Individual and joint actions of selenate and methylmercury on the development and survival of insect detritivore Megaselia scalaris (Diptera: Phoridae).

Despite the important roles played by insects in most ecosystems, surprisingly little is known about how anthropogenic pollutants or their mixtures interact to affect insect populations. The independent and joint actions of selenate and methylmercury on a ubiquitous insect detritivore, Megaselia scalaris (Loew), were determined in this study. Ovipositing females did not distinguish between untreated food sources and those contaminated with toxic concentrations of selenate, methylmercury, or both chemicals in combination. Even at the highest concentrations of pollutants, no negative effects were observed for the egg stage. However, larval survival was significantly decreased and development significantly prolonged by selenate and methylmercury individually at low or intermediate ecologically relevant treatment levels. Potentiation was strongly evident because mixtures containing concentrations as little as only 1% of the respective individual median lethal tolerances (LC(50)s) caused significantly more mortality and delayed larval development than would be expected from the responses selenate and methylmercury elicit individually.

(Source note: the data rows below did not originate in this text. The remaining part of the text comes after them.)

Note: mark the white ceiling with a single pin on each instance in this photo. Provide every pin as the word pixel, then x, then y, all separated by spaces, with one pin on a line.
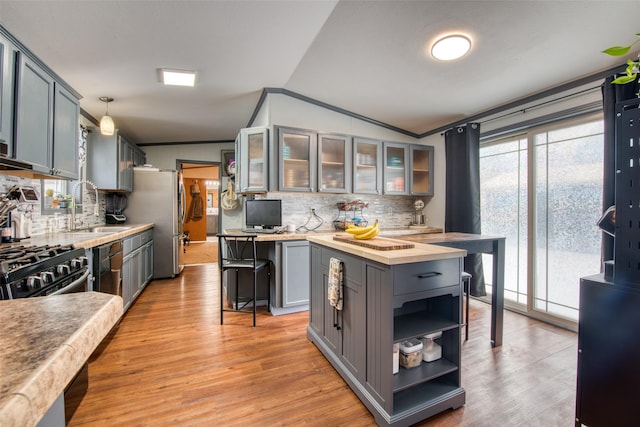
pixel 367 57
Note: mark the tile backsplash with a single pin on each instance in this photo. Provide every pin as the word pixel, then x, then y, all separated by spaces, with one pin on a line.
pixel 44 223
pixel 390 211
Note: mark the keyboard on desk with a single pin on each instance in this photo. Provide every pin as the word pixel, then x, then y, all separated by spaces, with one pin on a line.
pixel 260 230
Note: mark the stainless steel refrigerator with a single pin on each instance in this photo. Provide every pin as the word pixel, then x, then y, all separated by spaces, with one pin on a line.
pixel 158 198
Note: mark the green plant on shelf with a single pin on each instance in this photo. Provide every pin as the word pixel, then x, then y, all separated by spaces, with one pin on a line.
pixel 633 66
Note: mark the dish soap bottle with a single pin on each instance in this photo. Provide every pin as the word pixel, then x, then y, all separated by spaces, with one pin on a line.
pixel 431 350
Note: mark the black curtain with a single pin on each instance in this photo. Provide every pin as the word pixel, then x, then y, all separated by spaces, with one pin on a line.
pixel 462 209
pixel 610 95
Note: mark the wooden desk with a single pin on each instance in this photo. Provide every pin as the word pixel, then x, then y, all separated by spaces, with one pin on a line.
pixel 477 243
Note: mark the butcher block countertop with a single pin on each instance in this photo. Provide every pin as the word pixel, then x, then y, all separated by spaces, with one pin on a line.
pixel 44 343
pixel 419 253
pixel 84 238
pixel 302 235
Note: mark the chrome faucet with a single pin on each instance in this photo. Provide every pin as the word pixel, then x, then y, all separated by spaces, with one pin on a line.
pixel 96 209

However, survival and pupal development was not affected at any rate tested. Female fecundity was significantly decreased by methylmercury but not by selenate or mixture treatments. The relative toxicity to M. scalaris of each of the individual and joint treatments was selenate (LC(50) = 260 microg/g) < methylmercury (LC(50) = 22 microg/g) < the mixture at approximately 5% of the LC(50) concentration of each of the components (12 microg/g selenate plus 1.0 microg/g methylmercury). The increased mortality and delayed larval development within sites contaminated by selenate, methylmercury, or combination of the two have substantial implications for the ecology, population dynamics, and sustainability of M. scalaris populations. If these results can be extrapolated to other arthropod detritivores, ecosystem food-web function may be substantially affected.